While actin filaments carry negative charges, under certain conditions they can nevertheless be made to aggregate (or form bundles.)
            There are many reasons for studying these phenomena.  For example, the high viscosity of sputum in cystic fibrosis patients is caused in part by aggregation of actin in the sputum.
    •                Why does this happen? 
    •                Can it be reversed? 
    •                How?
To answer these questions requires basic knowledge of how and why bundles form.

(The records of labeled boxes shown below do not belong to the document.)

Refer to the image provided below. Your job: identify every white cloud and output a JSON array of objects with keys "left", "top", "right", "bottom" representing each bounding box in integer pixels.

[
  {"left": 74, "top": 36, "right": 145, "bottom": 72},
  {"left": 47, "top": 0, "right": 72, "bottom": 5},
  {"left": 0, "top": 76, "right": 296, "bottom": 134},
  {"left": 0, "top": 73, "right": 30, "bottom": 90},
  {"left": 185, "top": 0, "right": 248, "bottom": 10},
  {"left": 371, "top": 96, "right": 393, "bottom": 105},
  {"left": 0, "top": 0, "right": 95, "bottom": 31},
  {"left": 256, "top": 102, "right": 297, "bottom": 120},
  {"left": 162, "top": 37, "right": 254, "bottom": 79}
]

Currently I am performing a study of how bundle size varies with concentration of added magnesium ions, above threshold concentration. 
To do this, I am using fluorescence microscopy. We measure the fluorescence intensity across a bundle and figure out the relative size from the relative fluorescence intensity.  See image above.

Steven Rivers
My research area is experimental surface science.  This means I do experiments to learn about the science that occurs at the surfaces of materials, in thin films, or at the interface between two different materials.  My research students at RIC grow metal films by thermal evaporation of metal shot in vacuum.  The films are deposited on glass or silicon substrates and vary in thickness from a few atomic layers to a fraction of a millimeter.  We examine these films by laser reflectivity, spectrophotometry, and conductivity measurements.